Although digitization coupled with automated OCR makes for a fantastic research tool, it must not be mistaken for a preservation tool. We are a preservation company first and foremost; everything begins and ends with the microfilming process. We preserve the fragile paper to film for long-term preservation and scan the microfilm to create digital files. These digital files are the fourth generation of the images. Three out of the four generations of a newspaper page (printing, filming and digitizing) can happen years, decades, or in some rare instances, centuries in between. The newspaper industry in the United States has evolved considerably over the last 300 years. Each development in the typesetting methods, printing process, and paper stock created unique challenges in adapting the digital image of old newspapers to a searchable format. In short, the OCR quality (therefore, the search-ability of the newspaper) is solely dependent on the condition of the source material. This does not reflect a technology problem, nor is it a problem with. If the words on a page are not recognized by the software, most likely it is the result of a series of problems that began 300 years before the first computer was even invented.
One method of measuring OCR efficiency is gauging how accurately it determines which words are on the printed page. This is normally expressed as the percentage of words on the page that are accurately “read” by the software. Of course, “reading” a word entails piecing it together letter by letter, therefore, OCR accuracy is sometimes measured as the percentage of letters that are accurately “read.” It is important to note, however, that these two measures of accuracy are fundamentally different. Word accuracy is, by definition, significantly lower than letter accuracy, as it is effectively the joint accuracies-or joint probabilities- of the letters in the word. For example, OCR accuracy at the letter-level for a document may be 98 percent. But computing the accuracy of a five-letter word in that same document is done by taking 0.98 to the fifth power.
Most OCR software tools do not necessarily follow the logical arrangement of a newspaper’s multi-column, multi-sectioned layout. The software does, however, endeavor to identify zones with possible text so that OCR may be applied to these zones. There are two types of zones: graphic and text. Typically, the text zones are very accurately represented. At the Advantage, we use 100 percent automation for both zoning and capture. The quality of the OCR is completely dependent upon the quality of the medium that is scanned, as is the case in every step preceding OCR.
The quality of the original image has several implications throughout an automated process. If the second or third generation images on the microfilm have deteriorated to any degree, the imperfections and poor image quality will interfere dramatically with the OCR process. Areas of text may be seen as a graphic and spacing of columns or even letters may lack consistency, which leads to a “ballooning” of the number of terms that are submitted for a search. For example, a simple imperfection can close a “C,” transforming a word like “cat” into “oat”.
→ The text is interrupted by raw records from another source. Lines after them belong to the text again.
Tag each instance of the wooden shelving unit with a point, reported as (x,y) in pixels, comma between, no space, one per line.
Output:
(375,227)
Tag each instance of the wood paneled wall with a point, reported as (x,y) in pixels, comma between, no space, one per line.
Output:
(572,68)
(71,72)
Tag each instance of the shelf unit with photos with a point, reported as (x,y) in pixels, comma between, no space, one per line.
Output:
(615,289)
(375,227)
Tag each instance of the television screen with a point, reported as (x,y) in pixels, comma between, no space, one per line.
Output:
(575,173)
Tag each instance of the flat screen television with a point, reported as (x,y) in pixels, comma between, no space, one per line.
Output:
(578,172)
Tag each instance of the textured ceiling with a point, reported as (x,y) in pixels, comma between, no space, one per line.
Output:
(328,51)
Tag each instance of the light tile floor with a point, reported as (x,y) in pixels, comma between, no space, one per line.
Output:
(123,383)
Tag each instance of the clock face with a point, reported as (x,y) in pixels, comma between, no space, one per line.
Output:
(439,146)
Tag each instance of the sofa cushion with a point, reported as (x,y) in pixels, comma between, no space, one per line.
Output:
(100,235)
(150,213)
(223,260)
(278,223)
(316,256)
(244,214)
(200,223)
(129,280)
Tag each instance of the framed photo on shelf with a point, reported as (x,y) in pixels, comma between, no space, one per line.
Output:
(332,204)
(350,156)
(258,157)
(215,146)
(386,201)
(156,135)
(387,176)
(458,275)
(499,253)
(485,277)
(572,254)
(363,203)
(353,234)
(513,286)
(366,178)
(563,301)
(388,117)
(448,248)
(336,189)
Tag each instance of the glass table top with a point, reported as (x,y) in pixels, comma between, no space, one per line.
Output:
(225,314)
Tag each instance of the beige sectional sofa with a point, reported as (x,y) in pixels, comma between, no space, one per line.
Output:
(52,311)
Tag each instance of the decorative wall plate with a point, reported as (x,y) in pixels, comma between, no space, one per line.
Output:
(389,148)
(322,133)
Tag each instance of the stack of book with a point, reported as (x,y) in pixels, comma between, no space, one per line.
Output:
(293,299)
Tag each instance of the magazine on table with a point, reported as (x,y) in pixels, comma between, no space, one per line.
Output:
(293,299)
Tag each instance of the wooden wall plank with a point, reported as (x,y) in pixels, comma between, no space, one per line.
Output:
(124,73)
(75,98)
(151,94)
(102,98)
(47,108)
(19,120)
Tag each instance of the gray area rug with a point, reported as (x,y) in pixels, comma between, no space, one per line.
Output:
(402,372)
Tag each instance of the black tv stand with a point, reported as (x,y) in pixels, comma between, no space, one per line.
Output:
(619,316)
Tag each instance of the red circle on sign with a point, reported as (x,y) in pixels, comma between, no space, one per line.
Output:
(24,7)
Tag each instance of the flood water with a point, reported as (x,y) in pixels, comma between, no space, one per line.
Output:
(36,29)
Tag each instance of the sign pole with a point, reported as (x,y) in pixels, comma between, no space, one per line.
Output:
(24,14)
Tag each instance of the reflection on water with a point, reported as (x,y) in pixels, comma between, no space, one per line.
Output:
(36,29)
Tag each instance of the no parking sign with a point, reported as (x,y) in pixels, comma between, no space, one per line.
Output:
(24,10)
Combined with unusual fonts, faded printing, shaded backgrounds, fragmented letters, skewed text, curved lines and bleed-through on the originals, OCR will be far less than 50 percent on most historical documents. We are able to manually correct OCR, but this would be a cost-prohibitive process for libraries given their budget constraints.
Despite these challenges, the benefits of OCR far outweigh the benefits of using microfilm for research or content-based inquiries. Microfilm provides many advantages for long-term archiving and preservation of content, but a quick search to find information, such as a name, is not among them. OCR eliminates the need to tirelessly inspect each page, and scour each word, to locate a mere tidbit of information within a microfilm reel. Furthermore, one must know the City, State, Title, and Date of the information sought in order to first locate the reel. If the user is unable to find an item by conducting a search due to poor OCR returns, the digital images are still indexed by City, State, Title and Date. As a result, the user has a content-browsing tool, and the process operates more efficiently than film readers.